That followed similar comments by Fitch Ratings last week, which said that private companies in China have defaulted on their debts at a record pace this year.

While corporate debt is a “fault line in the financial system and the broader economy,” Moody’s Chief Economist Mark Zandi flagged indebted Chinese companies as the larger risk.

“I would point to Chinese corporate debt as the biggest threat,” he said, adding that it’s growing very rapidly in China.

Zandi explained that many companies are struggling to deal with a slowdown in growth stemming from the trade war and other factors.

“In the United States, it’s similar kind of picture — not to the same degree — but we have seen very significant increase in so-called leveraged lending, as in lending to highly indebted companies, and they are vulnerable if the economy were to slow,” Zandi said.

Debt has been a problem in the world’s second largest economy, which has been trying to reduce its reliance on it by tightening regulations to speed up deleveraging — or the process of reducing debt.

However, the trade war is putting a dent in its efforts to pare its massive debt levels as China seeks ways to boost its slowing economy, which has been hit by U.S. tariffs on Chinese exports.

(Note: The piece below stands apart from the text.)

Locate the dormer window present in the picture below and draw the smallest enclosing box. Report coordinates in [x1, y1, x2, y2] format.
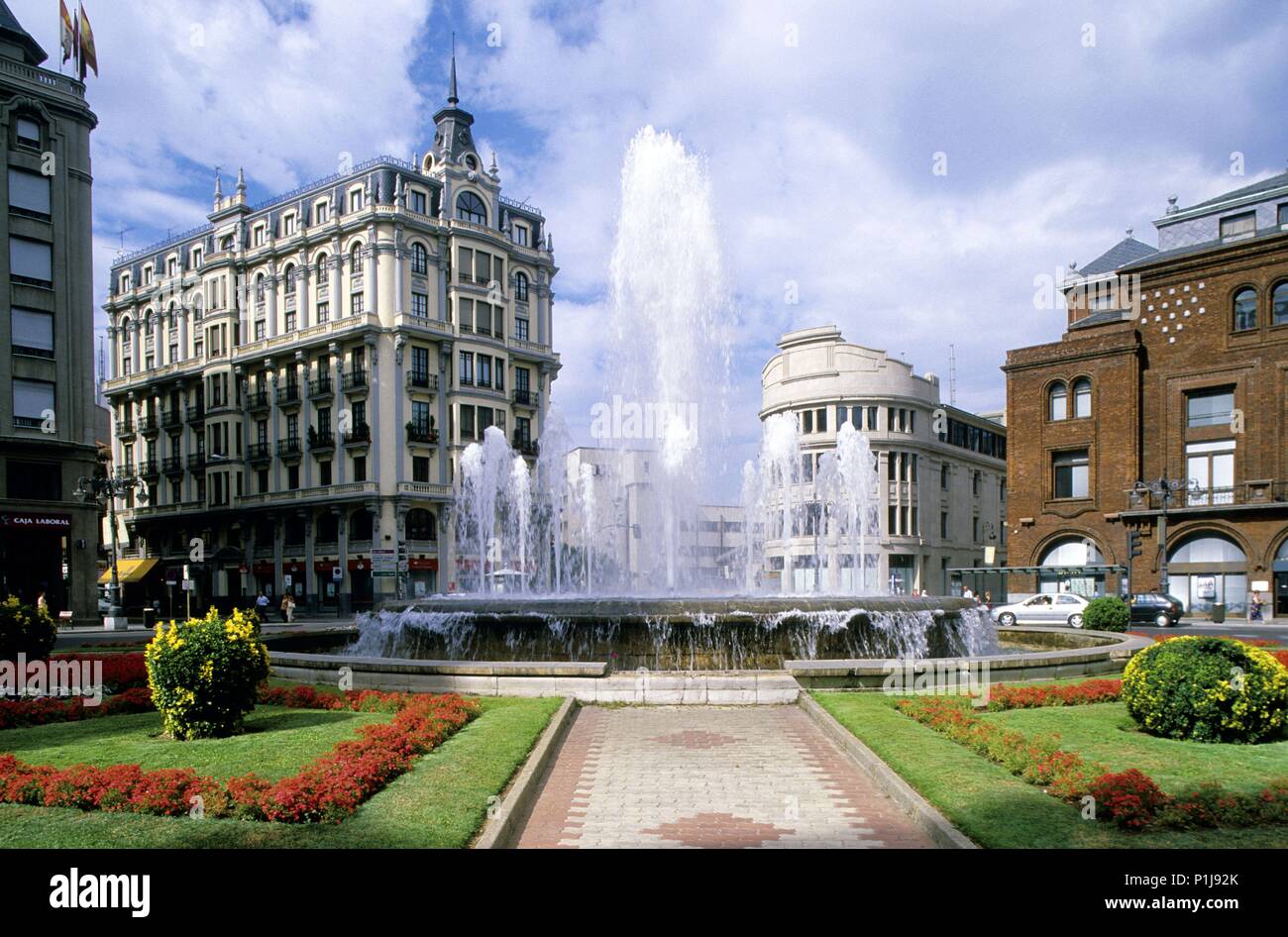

The country has this year more or less paused its deleveraging efforts and put in place more stimulus.

Fitch Ratings said last week that a record high of 4.9% of China’s private issuers defaulted on onshore bond payments — or yuan-denominated bonds — in the first 11 months of 2019, a jump from 0.6% in 2014.

In an October report, the ratings agency put it down to a tightening of credit as a result of the government’s deleveraging efforts.

Local governments have also shown a “greater tolerance” towards defaults, it said.

“Around 80% of the onshore defaults by both issuer count and principal amount were from the private sector, being more vulnerable than state-owned enterprises (SOEs) to external funding market volatilities — and therefore face greater liquidity and/or refinancing risk under tight credit conditions,” the report said.